During each college meal, you eat until the Thanksgiving feeling that I'm going to burst. We also had this drink. It was like a milk jug because it looked like a big milk carton. It was 980 calories, mostly fat. By December of the first year, I had gained 30 pounds. I gained 1
It's simple physics, you know: the bigger you are, the harder it is to get out of your place. Being taller is good, especially if you are able to make faster larger than slower . Getting up to 325 pounds in the NFL helped me in the running game when I tried to move people. In the passing game it was harder for me to make Bull Rush.
But during my entire NFL career it has always been a struggle to keep the weight off. Most guys feared weighing days, because if they were too heavy, they would be fined. I was afraid to get too light and the coach would chew me. It was stressful because if I got out for two hours without Thanksgiving food, I knew I would lose weight. So I was the guy who always sat at the table and cleaned the plates of everyone else. I always ordered a few starters and starters for me and then a dessert – and then I finished my wife's and everyone else's meals. They found it amusing, but it was also stressful. If I had gone without food for two hours, I would have been able to eat someone else's arm. I was starving. I was probably not a funny person.

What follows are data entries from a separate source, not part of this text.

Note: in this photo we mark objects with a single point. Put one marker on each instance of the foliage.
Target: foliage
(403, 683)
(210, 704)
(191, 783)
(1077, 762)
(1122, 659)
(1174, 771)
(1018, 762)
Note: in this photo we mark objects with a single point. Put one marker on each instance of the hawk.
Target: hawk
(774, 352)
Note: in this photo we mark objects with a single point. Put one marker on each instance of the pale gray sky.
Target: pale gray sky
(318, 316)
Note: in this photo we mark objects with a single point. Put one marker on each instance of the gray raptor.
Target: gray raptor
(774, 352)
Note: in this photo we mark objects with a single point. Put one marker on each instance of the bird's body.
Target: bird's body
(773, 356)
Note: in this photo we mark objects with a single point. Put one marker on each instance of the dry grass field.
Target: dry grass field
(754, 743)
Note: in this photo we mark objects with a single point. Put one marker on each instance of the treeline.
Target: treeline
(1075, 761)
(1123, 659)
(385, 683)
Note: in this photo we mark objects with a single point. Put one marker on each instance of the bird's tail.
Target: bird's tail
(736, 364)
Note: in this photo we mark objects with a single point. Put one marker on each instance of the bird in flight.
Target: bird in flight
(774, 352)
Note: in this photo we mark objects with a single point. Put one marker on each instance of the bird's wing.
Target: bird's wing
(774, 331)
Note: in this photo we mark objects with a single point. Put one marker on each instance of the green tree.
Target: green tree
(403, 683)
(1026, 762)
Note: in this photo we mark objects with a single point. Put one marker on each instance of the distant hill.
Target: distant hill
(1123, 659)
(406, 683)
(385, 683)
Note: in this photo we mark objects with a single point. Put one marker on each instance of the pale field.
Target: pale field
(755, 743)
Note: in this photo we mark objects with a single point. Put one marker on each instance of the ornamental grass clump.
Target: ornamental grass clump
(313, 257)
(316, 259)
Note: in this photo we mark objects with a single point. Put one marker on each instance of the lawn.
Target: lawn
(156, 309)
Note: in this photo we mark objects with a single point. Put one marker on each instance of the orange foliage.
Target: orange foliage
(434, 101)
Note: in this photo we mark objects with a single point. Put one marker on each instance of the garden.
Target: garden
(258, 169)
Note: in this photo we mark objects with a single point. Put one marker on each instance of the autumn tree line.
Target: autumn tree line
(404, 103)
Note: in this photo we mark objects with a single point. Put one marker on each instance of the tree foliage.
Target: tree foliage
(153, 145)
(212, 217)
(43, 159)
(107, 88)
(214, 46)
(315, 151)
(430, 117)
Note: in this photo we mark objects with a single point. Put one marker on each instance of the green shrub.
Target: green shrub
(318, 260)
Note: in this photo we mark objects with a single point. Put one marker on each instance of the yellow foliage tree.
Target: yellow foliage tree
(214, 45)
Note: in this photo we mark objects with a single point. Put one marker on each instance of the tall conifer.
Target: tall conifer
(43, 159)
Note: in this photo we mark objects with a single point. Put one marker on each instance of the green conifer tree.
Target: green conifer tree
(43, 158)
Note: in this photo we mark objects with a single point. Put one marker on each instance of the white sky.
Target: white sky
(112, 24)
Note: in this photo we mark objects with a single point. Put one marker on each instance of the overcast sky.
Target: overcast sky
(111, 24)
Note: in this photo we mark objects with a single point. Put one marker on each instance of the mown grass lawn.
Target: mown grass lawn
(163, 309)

My heart was strong, but I had heartburn all the time, because of the amount of sugar and carbohydrates I ate. I was snoring a lot. I probably had sleep apnea. My wife occasionally said I would stop breathing in the middle of the night. Your stomach tenses and you get used to eating so much. But you only eat in the truest sense of the word until you get sick at every meal. And that is not healthy in the long run.
Toward the end, I could not wait until I finished playing and could lose weight. I could feel better and tire again with my friends. I wanted to be the weight I had in high school: 250 pounds.
We had a great nutritionist on the Browns. Her name is Katy. She is great. She encouraged me in my last year in the NFL to try out the MyPlate app and track down everything I ate – to learn the nutrients and not just: Fill up your plate! finish it!